Netflix has open sourced Metaflow, an internally developed tool for building and managing Python-based data science projects. Metaflow addresses the entire data science workflow, from prototype to model deployment, and provides built-in integrations to AWS cloud services.
Machine learning and data science projects need mechanisms to track the development of the code, data, and models. Doing all of that manually is error-prone, and tools for source code management, like Git, aren’t well-suited to all of these tasks.
Metaflow provides Python APIs to the entire stack of technologies in a data science workflow, from access to the data through compute resources, versioning, model training, scheduling, and model deployment.

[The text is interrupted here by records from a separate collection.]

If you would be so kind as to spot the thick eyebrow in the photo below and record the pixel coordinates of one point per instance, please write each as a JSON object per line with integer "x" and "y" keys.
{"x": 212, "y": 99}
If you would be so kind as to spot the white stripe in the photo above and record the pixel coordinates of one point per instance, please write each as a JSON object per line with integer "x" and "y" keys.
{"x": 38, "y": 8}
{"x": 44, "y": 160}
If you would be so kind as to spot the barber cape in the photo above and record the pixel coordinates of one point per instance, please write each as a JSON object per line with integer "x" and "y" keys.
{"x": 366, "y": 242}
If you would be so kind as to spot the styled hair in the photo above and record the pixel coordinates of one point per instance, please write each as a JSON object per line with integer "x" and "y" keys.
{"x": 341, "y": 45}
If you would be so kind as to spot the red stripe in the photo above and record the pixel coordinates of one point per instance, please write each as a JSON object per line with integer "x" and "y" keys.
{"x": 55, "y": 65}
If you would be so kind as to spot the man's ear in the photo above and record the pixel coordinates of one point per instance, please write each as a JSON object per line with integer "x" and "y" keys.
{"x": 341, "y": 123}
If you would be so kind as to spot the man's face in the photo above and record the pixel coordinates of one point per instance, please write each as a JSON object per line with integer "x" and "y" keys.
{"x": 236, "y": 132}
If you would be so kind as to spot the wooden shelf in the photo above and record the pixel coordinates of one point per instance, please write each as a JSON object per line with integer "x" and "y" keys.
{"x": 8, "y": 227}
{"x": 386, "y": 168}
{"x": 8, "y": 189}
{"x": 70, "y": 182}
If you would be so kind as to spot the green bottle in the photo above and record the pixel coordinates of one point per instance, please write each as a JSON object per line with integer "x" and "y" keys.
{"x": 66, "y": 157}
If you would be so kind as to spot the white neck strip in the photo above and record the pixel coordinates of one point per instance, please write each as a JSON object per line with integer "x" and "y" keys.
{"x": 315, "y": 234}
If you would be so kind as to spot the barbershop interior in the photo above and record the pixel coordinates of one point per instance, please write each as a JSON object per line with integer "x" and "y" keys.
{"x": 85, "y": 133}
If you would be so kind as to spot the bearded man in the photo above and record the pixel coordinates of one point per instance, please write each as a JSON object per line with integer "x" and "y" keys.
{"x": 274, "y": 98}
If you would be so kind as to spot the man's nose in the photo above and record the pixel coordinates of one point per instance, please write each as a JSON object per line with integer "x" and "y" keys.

According to Metaflow’s introductory documentation, Netflix built Metaflow to provide its own data scientists and developers with “a unified API to the infrastructure stack that is required to execute data science projects, from prototype to production,” and to “focus on the widest variety of ML use cases, many of which are small or medium-sized, which many companies face on a day to day basis.”
Metaflow does not favor any particular machine learning framework or data science library. Metaflow projects are just Python code, with each step of a project’s data flow represented by common Python programming idioms. Each time a Metaflow project runs, the data it generates is given a unique ID. This lets you access every run—and every step of that run—by referring to its ID or user-assigned metadata.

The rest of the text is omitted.